FIG. 4.

Us9 posttranslational modifications. (A) In vitro translation of Us9, Us9 M9A, and Us9-HA-tagged constructs. Plasmids pAB7 (lane 1), pAB19 (lane 2), and pAB11 (lane 3) were transcribed and translated in vitro in the presence of [³⁵S]methionine by a rabbit reticulocyte lysate procedure. The bands migrating at approximately 27 and 35 kDa represent nonspecific translation products, as they are also detected during in vitro translation of the parental vector alone (pcDNA1/Amp) (lane 4). (B) N-glycosidase F treatment of Us9. PRV Be-infected cell lysates were incubated in either the presence (+) or absence (−) of N-glycosidase F (N-Glyco F).

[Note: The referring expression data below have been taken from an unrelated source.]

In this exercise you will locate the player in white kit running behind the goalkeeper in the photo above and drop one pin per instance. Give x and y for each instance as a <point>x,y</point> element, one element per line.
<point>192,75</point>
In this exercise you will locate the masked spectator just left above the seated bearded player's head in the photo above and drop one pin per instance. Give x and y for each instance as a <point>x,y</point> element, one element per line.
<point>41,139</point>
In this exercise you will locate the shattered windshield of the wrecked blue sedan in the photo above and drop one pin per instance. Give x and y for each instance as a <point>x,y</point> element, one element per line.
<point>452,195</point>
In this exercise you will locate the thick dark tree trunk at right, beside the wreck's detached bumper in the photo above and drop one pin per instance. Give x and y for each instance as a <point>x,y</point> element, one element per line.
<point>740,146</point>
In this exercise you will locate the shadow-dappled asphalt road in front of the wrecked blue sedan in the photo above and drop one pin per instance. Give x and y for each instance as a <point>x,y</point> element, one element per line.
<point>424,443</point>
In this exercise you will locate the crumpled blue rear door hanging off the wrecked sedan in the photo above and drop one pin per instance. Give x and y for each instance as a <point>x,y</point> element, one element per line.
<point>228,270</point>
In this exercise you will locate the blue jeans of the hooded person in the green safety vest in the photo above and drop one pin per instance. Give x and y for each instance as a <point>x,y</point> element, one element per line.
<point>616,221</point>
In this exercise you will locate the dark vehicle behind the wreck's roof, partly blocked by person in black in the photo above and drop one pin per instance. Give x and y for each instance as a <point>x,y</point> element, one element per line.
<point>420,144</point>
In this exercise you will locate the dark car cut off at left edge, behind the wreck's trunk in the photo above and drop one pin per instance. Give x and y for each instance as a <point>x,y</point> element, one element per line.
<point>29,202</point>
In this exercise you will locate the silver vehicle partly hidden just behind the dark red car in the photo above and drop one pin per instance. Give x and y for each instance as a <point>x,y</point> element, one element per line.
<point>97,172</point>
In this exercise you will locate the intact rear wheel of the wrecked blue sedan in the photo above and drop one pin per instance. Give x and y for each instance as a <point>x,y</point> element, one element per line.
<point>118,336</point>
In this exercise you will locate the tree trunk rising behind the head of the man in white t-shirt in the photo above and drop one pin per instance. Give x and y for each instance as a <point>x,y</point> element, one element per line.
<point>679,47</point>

The treated lysates were separated on an SDS–12.5% polyacrylamide gel, electroblotted onto nitrocellulose, and analyzed by Western blotting with Us9 or gC antiserum. (C) Analysis of Us9 phosphoforms. PRV Be (lanes 1 and 2)- or Ba (lanes 3 and 4)-infected PK15 cells were radiolabeled overnight in the presence of either [³⁵S]methionine-cysteine (lanes 1 and 3) or [³³P]orthophosphate (lanes 2 and 4). Cellular extracts were prepared at 16 h postinfection and subjected to immunoprecipitation with Us9 antiserum. All of the immunoprecipitated products were analyzed by electrophoresis on an SDS–12.5% polyacrylamide gel followed by autoradiography. Positions of molecular mass markers (kilodaltons) are indicated on the left.